For the last 15 years the Inuit have reported that Arctic weather has been less stable and more unpredictable. Now, scientists are listening.

As they have for generations, Inuit hunters across the Canadian Arctic and beyond begin their day judging the weather with precise, descriptive language, careful observation and continual refining and practice. Their decisions can spell the difference between life and death.

Their traditional atmospheric knowledge is helping to answer questions on changes in weather patterns, according to a new study accepted for publication in the journal Global Environmental Change.

The study integrates Inuit weather interpretations based on wind direction and speed, cloud formations, animal behaviors, the stars, sun, and moon, with scientific evidence obtained from ice cores, weather satellites, and computer models.

“The character of the weather is changing, a critical problem for the Inuit,” said lead author Elizabeth Weatherhead, an atmospheric physicist at the University of Colorado. “They were talking about something very specific that was disrupting their lifestyle.”

To reconcile differences between what Inuit were saying about their weather and what scientists were recording, Weatherhead looked at the data collected by her co-author and University of Colorado colleague anthropologist Shari Gearheard. Gearheard lived with the Inuit in Canada, and paid close attention to their descriptions of weather irregularities and time scales.

Weatherhead examined the weather in two Nunavut communities for short-term, day-to-day variability during June’s spring weather, the month the Inuit said had the greatest unpredictability.

“I realized the indigenous people were right, the weather is getting more unpredictable in their area,” Weatherhead said.

She then compared Arctic weather with how weather is changing around the world. “While the Arctic is getting more unpredictable, the rest of the world is getting persistent weather.”

Persistence is the tendency of weather to remain stable for days at a time. “We used to get cold spells that would last three to four days, now they last for weeks non-stop,” explains Weatherhead.

“Our hunters have been telling us for decades that weather and ice conditions are changing, though when we began noticing it we didn’t call it climate change,” said Patricia Cochran, executive director of the Alaska Native Science Commission. A goal of their commission is to facilitate the inclusion of local and traditional knowledge into research and science.

Cochran said their communities have been on the receiving end of these unfortunate circumstances. “Now we have community members who go out hunting, are caught by rapidly occurring freak storms or who fall through thinning ice, and they never return.

“Our ancestors taught us that the Arctic environment is not constant, and that some years are harder than others. But they taught us that hard years are followed by times of greater abundance and celebration. As we have found with other aspects of our culture’s ancestral wisdom, modern changes, not of our doing, make us wonder when the good years will return.”

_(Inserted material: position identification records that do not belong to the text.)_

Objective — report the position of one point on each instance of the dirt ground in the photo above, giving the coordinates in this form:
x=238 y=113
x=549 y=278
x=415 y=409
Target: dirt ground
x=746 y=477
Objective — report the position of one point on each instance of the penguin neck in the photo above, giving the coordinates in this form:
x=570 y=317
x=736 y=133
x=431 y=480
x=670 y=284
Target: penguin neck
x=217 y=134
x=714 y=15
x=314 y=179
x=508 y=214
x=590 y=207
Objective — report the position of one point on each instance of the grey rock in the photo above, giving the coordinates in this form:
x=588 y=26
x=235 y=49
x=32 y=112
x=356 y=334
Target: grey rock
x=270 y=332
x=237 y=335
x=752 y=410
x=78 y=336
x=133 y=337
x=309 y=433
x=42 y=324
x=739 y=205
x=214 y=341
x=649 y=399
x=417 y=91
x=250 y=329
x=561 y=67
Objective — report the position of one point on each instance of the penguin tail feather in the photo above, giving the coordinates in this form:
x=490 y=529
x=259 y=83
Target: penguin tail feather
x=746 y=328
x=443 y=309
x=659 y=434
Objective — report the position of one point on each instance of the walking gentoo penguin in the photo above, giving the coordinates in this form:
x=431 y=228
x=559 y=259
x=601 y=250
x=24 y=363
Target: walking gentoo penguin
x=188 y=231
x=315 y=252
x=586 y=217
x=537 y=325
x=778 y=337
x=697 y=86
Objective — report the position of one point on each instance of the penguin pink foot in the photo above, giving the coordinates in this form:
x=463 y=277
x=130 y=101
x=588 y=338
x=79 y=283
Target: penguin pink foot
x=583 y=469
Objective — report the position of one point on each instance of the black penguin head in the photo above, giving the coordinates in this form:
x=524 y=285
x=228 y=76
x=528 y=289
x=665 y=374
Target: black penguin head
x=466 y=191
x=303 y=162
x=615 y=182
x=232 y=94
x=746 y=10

Their traditional ecological knowledge is guiding their adaptation to these rapidly changing conditions. “For example, many of our communities are going back to using dog teams instead of snow machines because the dogs will warn you,” said Cochran. “We’re looking to find adaptive strategies on our own.”

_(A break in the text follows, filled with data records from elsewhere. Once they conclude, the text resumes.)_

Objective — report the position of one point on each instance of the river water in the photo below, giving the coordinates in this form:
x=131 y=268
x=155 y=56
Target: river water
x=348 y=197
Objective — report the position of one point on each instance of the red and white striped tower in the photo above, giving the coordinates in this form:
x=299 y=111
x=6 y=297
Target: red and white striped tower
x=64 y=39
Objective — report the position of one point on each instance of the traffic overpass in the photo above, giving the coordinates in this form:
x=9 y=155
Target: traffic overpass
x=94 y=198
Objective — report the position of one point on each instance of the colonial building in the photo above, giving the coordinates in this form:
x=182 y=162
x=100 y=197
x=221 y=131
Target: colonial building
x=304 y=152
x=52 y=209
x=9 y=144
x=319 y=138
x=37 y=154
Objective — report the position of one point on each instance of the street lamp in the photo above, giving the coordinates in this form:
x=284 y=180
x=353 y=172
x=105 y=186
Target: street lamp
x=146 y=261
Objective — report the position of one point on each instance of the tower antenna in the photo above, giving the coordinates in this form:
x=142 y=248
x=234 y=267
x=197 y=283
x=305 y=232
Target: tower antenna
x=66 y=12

Weatherhead said the study is important because it takes seriously people who are in touch with the earth. “Indigenous knowledge can help us understand what changes are taking place, and help identify which critical issues are most important,” she said. “They can they can help us decide what our best path forward is.”

In the Arctic, average temperatures have risen almost twice as fast as in the rest of the world and climate disruptions are felt particularly intensely. The Intergovernmental Panel on Climate Change projects continuing greenhouse gas emissions will cause significant changes in climatic conditions, changes in ocean currents, sea levels and in the amount and distribution of precipitation. These changes will have significant impacts on human communities, and their ecosystems.

By Terri Hansen for Indian Country Today.